En cas de succès, ces matériaux pourraient devenir les éléments constitutifs de récifs artificiels, favorisant la biodiversité marine tout en contribuant à protéger les côtes de l'érosion et de la montée des eaux.
Valeur nette
Pendant ce temps, sur la côte méditerranéenne de l'Espagne, de vieux filets de pêche retrouvent une seconde vie grâce à un projet soutenu par des fonds européens. À Gandía, la société Gravity Wave s'associe aux pêcheurs locaux pour collecter les filets usagés qui, sinon, finiraient à la décharge ou dériveraient en mer.
« C'est un secteur qui a fait l'objet de nombreuses critiques. Dès que vous vous adressez à eux et que vous leur expliquez les raisons, ils sont toujours prêts à collaborer et à faire partie de la solution », explique Ignacio Martí, responsable des ressources et des affaires publiques chez Gravity Wave.
Ces plastiques marins durables sont triés et transformés en feuilles solides qui sont imperméables, résistantes au soleil et remarquablement durables.

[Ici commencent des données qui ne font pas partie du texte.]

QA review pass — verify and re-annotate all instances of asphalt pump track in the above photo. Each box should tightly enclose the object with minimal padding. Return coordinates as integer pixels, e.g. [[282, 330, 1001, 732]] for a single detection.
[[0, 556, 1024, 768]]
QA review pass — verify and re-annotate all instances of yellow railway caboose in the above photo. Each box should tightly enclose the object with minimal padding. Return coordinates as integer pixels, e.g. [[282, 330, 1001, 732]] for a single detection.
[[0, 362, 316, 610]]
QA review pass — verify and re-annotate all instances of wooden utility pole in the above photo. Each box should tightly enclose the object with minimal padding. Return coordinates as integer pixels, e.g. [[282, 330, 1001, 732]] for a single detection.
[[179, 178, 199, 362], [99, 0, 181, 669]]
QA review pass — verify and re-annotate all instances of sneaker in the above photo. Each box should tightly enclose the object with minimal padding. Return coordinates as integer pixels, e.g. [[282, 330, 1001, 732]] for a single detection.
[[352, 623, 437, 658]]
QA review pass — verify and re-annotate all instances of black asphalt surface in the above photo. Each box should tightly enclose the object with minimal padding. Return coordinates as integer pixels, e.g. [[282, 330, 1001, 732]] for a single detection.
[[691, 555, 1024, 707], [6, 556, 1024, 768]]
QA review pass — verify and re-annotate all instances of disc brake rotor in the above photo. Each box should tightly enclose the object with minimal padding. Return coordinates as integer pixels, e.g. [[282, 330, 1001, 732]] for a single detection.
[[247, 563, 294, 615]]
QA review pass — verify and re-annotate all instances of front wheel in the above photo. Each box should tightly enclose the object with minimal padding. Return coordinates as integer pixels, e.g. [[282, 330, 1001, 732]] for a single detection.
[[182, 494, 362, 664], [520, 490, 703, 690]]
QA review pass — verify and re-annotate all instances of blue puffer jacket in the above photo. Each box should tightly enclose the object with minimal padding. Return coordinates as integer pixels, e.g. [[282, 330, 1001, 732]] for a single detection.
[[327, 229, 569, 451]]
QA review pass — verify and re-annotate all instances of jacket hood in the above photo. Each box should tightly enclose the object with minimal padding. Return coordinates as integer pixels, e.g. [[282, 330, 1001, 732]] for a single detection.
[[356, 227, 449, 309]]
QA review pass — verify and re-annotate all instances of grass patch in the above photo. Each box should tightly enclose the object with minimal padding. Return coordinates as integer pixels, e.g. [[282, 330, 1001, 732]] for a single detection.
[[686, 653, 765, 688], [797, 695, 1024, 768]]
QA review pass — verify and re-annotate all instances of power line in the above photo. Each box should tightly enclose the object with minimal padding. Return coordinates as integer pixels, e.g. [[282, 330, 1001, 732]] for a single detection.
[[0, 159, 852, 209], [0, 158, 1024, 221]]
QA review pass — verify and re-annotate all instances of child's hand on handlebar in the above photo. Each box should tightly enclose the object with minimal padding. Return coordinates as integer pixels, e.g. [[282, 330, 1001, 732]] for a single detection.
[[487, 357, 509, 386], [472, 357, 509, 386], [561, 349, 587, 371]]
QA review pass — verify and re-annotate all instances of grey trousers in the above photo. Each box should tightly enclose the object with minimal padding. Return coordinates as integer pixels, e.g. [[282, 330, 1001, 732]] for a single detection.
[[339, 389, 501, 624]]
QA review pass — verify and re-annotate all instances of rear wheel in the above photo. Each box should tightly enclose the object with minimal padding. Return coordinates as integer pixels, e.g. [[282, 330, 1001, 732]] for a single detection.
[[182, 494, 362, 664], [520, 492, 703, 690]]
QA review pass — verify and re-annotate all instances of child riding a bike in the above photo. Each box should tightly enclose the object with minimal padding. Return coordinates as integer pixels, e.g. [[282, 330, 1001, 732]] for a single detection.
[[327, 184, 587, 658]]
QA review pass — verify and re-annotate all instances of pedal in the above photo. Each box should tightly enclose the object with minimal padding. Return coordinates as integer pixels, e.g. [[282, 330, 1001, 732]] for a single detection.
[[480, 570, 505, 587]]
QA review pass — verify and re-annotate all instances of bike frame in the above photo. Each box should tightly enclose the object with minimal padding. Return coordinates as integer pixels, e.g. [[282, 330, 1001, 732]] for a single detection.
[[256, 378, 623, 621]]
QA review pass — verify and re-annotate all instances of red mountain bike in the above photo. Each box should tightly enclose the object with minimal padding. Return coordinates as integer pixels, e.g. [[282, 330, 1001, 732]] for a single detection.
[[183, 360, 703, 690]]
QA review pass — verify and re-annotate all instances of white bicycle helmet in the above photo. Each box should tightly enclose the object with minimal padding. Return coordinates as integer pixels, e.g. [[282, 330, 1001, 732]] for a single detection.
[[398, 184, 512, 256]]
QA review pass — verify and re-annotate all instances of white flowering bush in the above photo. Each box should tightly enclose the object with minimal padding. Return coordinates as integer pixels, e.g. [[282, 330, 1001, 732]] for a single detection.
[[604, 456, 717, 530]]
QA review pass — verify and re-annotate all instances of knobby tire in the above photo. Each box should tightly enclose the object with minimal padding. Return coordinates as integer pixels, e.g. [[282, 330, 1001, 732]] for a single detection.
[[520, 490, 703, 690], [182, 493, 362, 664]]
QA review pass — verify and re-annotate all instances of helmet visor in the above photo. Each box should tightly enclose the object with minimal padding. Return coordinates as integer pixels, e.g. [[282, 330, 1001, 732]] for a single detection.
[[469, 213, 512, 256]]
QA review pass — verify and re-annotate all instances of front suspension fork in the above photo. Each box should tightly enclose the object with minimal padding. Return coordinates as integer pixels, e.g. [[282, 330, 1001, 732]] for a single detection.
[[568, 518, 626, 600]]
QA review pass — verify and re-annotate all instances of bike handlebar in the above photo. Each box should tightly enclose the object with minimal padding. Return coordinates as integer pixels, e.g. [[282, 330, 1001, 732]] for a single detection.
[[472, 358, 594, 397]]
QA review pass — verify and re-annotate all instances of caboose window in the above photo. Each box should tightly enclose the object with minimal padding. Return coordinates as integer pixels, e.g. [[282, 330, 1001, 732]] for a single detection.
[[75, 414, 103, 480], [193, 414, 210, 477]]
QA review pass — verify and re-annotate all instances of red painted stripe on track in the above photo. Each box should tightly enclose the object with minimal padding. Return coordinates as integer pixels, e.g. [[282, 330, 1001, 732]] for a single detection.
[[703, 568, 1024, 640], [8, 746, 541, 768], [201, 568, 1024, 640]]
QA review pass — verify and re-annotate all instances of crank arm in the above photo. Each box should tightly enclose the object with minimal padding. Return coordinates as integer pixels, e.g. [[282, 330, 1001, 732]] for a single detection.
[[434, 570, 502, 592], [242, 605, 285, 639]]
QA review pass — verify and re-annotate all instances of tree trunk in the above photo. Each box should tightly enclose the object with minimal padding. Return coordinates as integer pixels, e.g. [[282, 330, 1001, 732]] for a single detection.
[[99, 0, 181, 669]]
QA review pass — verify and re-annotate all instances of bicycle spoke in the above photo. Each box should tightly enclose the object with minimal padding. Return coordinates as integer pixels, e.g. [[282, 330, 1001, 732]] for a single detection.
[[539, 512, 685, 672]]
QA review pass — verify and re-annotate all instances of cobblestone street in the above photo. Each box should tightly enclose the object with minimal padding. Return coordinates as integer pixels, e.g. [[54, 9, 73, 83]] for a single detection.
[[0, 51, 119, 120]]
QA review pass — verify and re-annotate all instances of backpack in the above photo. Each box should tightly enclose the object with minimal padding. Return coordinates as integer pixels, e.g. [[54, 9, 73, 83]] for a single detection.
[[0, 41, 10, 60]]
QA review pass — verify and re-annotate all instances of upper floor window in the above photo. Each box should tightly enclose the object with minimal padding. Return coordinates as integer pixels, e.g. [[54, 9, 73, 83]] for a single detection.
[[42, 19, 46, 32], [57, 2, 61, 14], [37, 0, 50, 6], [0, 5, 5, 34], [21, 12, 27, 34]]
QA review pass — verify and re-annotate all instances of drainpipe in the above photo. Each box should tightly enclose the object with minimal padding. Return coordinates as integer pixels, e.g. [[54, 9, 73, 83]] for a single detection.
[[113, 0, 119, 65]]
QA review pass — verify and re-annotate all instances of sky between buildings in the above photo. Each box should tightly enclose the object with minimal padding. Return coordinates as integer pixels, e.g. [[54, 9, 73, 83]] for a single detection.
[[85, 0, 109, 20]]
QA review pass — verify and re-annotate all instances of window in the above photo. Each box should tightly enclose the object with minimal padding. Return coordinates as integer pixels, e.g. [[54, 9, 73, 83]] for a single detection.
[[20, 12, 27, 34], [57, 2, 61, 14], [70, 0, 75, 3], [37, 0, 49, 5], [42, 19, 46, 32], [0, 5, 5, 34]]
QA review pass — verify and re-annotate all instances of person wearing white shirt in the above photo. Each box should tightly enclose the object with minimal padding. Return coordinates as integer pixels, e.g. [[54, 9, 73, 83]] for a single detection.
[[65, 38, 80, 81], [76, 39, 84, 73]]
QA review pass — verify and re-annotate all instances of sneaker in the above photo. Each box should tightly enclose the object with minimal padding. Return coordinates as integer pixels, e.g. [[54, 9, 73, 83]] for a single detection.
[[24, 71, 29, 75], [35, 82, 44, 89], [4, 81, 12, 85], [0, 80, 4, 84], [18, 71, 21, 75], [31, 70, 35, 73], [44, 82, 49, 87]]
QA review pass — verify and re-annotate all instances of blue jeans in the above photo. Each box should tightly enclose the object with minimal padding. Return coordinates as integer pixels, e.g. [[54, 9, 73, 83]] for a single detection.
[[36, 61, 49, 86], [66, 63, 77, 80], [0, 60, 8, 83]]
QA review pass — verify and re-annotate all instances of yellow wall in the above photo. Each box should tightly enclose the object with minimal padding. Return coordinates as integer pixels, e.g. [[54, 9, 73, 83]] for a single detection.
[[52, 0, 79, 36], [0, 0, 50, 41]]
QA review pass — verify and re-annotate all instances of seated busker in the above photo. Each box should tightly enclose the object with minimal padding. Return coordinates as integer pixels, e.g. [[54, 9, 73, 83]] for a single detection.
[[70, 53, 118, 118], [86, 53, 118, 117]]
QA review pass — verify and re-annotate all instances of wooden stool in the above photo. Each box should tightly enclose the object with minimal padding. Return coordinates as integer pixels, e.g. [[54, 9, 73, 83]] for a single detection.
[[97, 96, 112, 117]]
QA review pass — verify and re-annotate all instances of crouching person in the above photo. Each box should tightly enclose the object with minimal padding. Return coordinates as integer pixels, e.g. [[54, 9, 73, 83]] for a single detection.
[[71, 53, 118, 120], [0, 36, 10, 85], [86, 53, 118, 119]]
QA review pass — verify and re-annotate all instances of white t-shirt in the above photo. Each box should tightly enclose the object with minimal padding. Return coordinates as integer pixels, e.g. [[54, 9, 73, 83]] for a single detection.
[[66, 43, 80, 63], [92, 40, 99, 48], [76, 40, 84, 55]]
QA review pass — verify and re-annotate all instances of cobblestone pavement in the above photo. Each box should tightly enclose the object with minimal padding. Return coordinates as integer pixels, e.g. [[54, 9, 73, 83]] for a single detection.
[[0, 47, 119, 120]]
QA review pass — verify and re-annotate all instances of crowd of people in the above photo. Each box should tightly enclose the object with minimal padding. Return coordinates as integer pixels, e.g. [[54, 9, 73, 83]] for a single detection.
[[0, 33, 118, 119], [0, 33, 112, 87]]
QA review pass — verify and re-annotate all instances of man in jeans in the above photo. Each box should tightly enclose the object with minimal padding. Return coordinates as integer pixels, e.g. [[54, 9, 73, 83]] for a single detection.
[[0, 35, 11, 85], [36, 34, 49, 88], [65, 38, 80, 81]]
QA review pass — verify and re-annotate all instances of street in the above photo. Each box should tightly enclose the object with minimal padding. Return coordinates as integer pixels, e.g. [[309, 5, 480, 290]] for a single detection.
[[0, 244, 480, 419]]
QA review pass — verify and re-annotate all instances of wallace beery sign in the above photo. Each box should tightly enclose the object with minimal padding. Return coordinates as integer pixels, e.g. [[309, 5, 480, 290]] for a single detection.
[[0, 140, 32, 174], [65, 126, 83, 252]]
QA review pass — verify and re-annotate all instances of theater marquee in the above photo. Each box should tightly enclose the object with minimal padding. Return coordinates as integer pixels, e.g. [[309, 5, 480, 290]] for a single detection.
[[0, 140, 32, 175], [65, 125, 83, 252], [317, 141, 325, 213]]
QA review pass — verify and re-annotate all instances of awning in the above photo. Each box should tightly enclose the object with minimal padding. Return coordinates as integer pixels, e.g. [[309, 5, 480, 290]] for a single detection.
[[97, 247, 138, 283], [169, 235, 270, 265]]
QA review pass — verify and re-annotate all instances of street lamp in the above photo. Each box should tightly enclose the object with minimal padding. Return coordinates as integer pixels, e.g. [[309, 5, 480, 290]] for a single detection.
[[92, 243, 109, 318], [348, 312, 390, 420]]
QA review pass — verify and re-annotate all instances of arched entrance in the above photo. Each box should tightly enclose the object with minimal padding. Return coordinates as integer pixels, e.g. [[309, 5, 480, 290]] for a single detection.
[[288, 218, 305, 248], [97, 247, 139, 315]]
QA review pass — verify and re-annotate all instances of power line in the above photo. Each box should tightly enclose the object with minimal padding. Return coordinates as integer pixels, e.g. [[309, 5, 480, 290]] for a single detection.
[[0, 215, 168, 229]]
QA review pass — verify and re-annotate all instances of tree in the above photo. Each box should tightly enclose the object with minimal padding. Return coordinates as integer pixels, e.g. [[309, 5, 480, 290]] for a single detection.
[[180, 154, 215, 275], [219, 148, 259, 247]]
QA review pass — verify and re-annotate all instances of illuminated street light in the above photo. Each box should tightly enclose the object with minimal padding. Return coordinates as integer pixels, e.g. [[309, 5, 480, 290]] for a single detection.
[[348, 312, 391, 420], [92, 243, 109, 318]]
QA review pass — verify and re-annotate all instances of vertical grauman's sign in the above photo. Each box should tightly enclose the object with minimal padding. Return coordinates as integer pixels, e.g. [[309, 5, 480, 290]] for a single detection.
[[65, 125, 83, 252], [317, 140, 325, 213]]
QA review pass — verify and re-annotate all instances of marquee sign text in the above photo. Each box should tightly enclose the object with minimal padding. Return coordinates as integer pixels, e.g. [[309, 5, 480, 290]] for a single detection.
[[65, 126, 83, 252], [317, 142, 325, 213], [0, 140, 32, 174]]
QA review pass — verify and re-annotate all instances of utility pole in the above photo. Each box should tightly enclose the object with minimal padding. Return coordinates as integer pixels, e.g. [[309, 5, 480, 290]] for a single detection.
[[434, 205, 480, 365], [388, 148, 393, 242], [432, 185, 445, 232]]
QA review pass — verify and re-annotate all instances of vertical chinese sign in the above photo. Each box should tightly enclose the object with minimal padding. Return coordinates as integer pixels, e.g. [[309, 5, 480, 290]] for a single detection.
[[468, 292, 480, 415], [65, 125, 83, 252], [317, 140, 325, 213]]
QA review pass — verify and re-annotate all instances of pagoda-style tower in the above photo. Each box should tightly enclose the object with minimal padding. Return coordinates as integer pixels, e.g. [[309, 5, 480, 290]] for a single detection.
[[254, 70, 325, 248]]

Les produits finis comprennent des bureaux design, des bancs de rue et des sièges de stade.
« Les clients sont vraiment impressionnés lorsqu'ils réalisent que la finition crée un lien direct avec la mer grâce à ses couleurs, comme ce vert marin ou ce bleu qui vous emmène directement à la mer », explique María Haro, responsable de la chaîne d'approvisionnement et de l'économie circulaire chez Gravity Wave.
Des coquilles d'huîtres aux filets de pêche, les chercheurs européens transforment les déchets de l'industrie marine en éléments de construction pour demain.